Exploring practices of conservation, coexistence and care in urban spaces in the Netherlands
Bat-human encounters

This thesis investigates the dynamic and multifaceted relationships between humans and bats in urban environments in the Netherlands, emphasizing how personal encounters with bats, experiences, and perceptions towards bats shape conservation outcomes. While urban wildlife conservation practice often prioritizes species-level management and mitigation, this research centers on the emotional, ethical, and spatial dimensions of human-bat encounters, which remain underexplored in the current field. 

The study focuses on three distinct participant groups: bat advocates, residents, and students. It employs various theoretical frameworks, including. Actor-Network Theory is used to analyze the relationships between bats, humans, spaces, and technologies, and how these interactions shape urban conservation efforts. The Ethics of Care was employed to examine the roles of empathy, responsibility, and care in sharing living spaces with humans. Compassionate Conservation focused on understanding the factors that influence human-bat coexistence in residential areas, taking into account practical aspects such as design, conservation laws, property ownership, and the agency of bats. Environmental Literacy explored how affective education can help students understand, value, and advocate for bat conservation in urban environments. Using a qualitative approach, the research uncovers the dynamic interplay of emotions, knowledge, and spatial context, challenging traditional top-down conservation models and advocating for inclusive, multispecies urban conservation. The findings indicate that bats actively influence urban socio-ecological networks in the Netherlands. Human-bat relationships are deeply rooted in specific places and social networks and are shaped by perceptions of shared spaces, care practices around bat life cycles, personal engagement, and long-term commitments.
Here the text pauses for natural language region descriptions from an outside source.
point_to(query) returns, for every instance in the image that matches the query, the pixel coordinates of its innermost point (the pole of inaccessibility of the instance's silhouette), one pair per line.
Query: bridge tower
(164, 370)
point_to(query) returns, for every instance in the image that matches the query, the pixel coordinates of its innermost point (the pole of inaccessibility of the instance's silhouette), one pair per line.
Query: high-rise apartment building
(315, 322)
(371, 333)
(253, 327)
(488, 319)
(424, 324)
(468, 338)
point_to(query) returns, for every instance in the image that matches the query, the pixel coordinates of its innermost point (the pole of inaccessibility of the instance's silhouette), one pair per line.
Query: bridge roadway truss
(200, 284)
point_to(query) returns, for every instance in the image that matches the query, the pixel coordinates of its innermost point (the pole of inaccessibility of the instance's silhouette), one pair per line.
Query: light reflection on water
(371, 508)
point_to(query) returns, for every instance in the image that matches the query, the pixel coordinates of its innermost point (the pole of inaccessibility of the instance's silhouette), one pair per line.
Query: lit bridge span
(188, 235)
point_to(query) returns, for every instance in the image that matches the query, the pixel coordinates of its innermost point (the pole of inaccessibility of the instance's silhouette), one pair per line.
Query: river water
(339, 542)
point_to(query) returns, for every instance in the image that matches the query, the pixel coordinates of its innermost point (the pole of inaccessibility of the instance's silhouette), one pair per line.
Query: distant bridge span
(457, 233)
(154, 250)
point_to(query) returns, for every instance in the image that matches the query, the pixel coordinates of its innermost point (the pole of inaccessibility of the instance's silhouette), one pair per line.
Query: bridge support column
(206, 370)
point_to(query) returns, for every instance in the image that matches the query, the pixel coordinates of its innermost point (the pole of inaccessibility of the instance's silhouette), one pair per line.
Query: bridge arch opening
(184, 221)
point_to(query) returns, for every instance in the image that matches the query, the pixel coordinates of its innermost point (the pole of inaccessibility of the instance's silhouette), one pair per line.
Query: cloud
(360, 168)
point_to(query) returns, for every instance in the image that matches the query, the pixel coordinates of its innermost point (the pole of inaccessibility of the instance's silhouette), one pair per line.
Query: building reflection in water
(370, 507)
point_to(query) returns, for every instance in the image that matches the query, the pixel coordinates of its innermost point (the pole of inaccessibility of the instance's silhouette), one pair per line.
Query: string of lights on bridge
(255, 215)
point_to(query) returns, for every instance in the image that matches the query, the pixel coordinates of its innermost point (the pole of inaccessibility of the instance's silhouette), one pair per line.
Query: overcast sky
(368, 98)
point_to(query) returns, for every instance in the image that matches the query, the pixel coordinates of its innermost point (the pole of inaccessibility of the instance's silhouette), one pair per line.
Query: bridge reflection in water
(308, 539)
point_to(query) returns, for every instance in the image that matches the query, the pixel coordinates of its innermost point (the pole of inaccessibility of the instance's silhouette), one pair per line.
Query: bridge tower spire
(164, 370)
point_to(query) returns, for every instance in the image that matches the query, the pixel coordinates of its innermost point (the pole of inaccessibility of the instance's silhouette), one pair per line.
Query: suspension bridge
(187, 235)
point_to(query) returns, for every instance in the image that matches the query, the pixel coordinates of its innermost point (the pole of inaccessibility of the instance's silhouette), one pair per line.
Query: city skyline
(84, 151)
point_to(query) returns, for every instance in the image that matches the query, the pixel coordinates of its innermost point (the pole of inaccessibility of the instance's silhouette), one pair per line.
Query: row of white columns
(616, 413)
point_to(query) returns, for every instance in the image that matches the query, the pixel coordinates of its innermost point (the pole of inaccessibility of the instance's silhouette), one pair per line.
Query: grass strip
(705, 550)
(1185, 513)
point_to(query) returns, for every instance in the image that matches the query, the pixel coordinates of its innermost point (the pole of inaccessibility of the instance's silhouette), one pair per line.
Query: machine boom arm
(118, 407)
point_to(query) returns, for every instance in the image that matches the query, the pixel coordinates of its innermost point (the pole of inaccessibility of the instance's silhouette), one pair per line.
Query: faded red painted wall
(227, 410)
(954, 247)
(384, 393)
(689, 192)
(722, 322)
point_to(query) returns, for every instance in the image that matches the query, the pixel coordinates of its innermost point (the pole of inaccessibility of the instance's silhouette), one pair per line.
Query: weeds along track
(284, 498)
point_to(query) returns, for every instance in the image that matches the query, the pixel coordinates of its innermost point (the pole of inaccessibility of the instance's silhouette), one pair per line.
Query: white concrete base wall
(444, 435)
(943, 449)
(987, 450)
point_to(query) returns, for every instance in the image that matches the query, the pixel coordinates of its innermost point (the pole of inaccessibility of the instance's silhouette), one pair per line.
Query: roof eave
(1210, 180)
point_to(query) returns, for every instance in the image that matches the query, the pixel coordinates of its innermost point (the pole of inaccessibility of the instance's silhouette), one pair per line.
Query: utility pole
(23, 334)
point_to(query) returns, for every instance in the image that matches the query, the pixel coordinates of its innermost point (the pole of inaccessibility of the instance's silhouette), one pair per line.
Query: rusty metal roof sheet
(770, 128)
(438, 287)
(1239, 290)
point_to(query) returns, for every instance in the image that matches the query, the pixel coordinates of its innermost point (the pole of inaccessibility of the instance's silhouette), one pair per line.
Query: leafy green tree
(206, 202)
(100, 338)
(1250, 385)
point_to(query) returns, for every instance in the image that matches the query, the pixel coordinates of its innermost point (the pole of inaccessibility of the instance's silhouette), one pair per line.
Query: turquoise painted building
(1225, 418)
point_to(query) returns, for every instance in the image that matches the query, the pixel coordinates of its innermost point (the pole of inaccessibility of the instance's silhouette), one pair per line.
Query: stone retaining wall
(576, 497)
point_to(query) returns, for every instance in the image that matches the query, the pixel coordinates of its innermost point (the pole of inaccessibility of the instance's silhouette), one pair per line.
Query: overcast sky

Ultimately, this thesis argues for recognizing bats as co-designers of urban spaces and partners in conservation efforts. By encouraging coexistence and more-than-human conservation strategies, it combines human values, bat agency, and place-based ethics, highlighting conservation as a relational practice. This approach opens new pathways for designing urban futures that consider not only human needs but also the diverse, shared lives that support urban biodiversity, making city spaces vibrant, dynamic, and alive.